Neural nets tend to be too computationally expensive for data with simple patterns; in such cases you should use a model like Logistic Regression or an SVM. As the pattern complexity increases, neural nets start to outperform other machine learning methods. At the highest levels of pattern complexity – high-resolution images for example – neural nets with a small number of layers will require a number of nodes that grows exponentially with the number of unique patterns. Even then, the net would likely take excessive time to train, or simply would fail to produce accurate results.

Have you ever had this problem in your own machine learning projects? Please comment.

As a result, deep nets are essentially the only practical choice for highly complex patterns such as the human face. The reason is that different parts of the net can detect simpler patterns and then combine them together to detect a more complex pattern.
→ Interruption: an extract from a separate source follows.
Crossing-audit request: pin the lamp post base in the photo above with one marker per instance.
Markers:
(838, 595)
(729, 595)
For example, a convolutional net can detect simple features like edges, which can be combined to form facial features like the nose and eyes, which are then combined to form a face (Credit: Andrew Ng). Deep nets can do this accurately – in fact, a deep net from Google beat a human for the first time at pattern recognition.

However, the strength of deep nets is coupled with an important cost – computational power. The resources required to effectively train a deep net were prohibitive in the early years of neural networks. However, thanks to advances in high-performance GPUs of the last decade, this is no longer an issue. Complex nets that once would have taken months to train, now only take days.